Versicherungen: Eine Berufsunfähigkeitsversicherung hätte ich gerne, habe ich aber leider nie abgeschlossen. Durch meine gesundheitliche Vorgeschichte wäre das mittlerweile wohl viel zu teuer. Ich habe eine Pflegeversicherung von meinen Eltern übernommen, in die ich 60 Euro pro Monat einzahle. Ich bin aber fast sicher, dass sie nutzlos ist, deshalb werde ich sie kündigen. Ansonsten versichere ich mich gegen Dinge, die mich ruinieren könnten: Deshalb habe ich die Klassiker, eine Haftpflicht- und eine Hausratversicherung. Für die Haftpflicht zahle ich 38 Euro im Jahr, für die Hausrat sind es 70. Zusammen ergibt das einen Durchschnitt von 9 Euro pro Monat, sodass ich mit der Pflegeversicherung auf 69 Euro monatlich komme.  

Sparen und Investitionen: Aktuell stecke ich 2.100 Euro pro Monat in ETFs.

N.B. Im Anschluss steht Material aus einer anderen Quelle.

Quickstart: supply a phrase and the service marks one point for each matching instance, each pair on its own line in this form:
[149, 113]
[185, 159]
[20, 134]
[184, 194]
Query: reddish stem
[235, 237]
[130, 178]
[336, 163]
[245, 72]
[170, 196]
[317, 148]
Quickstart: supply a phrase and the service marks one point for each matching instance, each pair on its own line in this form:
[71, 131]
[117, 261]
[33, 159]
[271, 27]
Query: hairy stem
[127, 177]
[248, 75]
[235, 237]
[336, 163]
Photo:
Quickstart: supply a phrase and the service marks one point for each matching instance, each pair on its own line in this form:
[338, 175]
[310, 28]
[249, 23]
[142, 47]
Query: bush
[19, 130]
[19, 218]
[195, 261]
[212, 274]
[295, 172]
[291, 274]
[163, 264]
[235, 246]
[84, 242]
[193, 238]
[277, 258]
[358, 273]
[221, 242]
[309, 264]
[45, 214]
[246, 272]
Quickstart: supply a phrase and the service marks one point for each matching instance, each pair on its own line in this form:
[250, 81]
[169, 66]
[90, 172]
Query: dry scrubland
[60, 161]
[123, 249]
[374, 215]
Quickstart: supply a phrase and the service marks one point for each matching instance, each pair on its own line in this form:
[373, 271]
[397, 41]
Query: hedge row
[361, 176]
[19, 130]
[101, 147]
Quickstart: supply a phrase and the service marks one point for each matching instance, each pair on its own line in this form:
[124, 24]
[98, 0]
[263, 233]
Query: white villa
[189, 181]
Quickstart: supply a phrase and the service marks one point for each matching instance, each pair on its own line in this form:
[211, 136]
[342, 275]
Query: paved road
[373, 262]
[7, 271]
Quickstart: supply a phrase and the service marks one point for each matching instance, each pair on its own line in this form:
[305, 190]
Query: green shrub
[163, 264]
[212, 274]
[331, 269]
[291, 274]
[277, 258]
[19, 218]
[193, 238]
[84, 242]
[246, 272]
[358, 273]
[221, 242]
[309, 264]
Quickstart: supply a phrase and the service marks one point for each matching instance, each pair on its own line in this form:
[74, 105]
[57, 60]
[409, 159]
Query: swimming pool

Das Geld fließt in den MSCI-World-ETF, aber auch in ETFs mit Fokus auf Europa, auf aufstrebende Märkte und auf kleinere Unternehmen. Der MSCI World investiert vorwiegend in US-amerikanische Firmen, was mir nicht so gut gefällt, deshalb wollte ich mein Geld gerne breiter streuen. 100 Euro fließen außerdem in einen Dividenden-ETF. Insgesamt habe ich so inzwischen rund 60.000 Euro investiert. Mein Ziel ist es, irgendwann nicht mehr arbeiten zu müssen. Dafür bräuchte ich allerdings ein paar Hunderttausend Euro, das dauert also noch ein paar Jahre. Ganz aufhören werde ich wohl nie, dafür macht mir mein Job zu viel Spaß. Aber ich will irgendwann nicht mehr fürs Geld arbeiten müssen. Wenn ich mal Kinder habe, kann ich dann reduzieren. Darüber hinaus horte ich drei Monatsnettogehälter auf einem Tagesgeldkonto, für Notfälle. 

Spenden: Ich spende regelmäßig. Meist zwischen 50 und 70 Euro im Monat an Ärzte ohne Grenzen und das Welternährungsprogramm der Vereinten Nationen. Auch an die Deutsche Umwelthilfe habe ich schon gespendet. Außerdem kompensiere ich meinen Treibhausgasausstoß über die Non-Profit-Organisation atmosfair. Ich fliege zwar nicht und habe ja kein eigenes Auto, aber wie bei allen Westeuropäern kommen trotzdem ordentlich Emissionen zusammen. Für mein ökologisches Gewissen gleiche ich sie aus. 


Was am Ende übrig bleibt: An sich möchte ich, dass am Monatsende kein Geld auf dem Girokonto liegen bleibt. Das liegt dort nur herum und verliert an Wert. Ist es doch mal so, investiere ich diesen Überschuss oder gebe ihn aus. Dann leiste ich mir zum Beispiel mal ein neues Sofa, ohne dafür den "Notgroschen" anzufassen. Ich habe mir den Luxus erarbeitet, nicht aufs Geld achten zu müssen – und das genieße ich.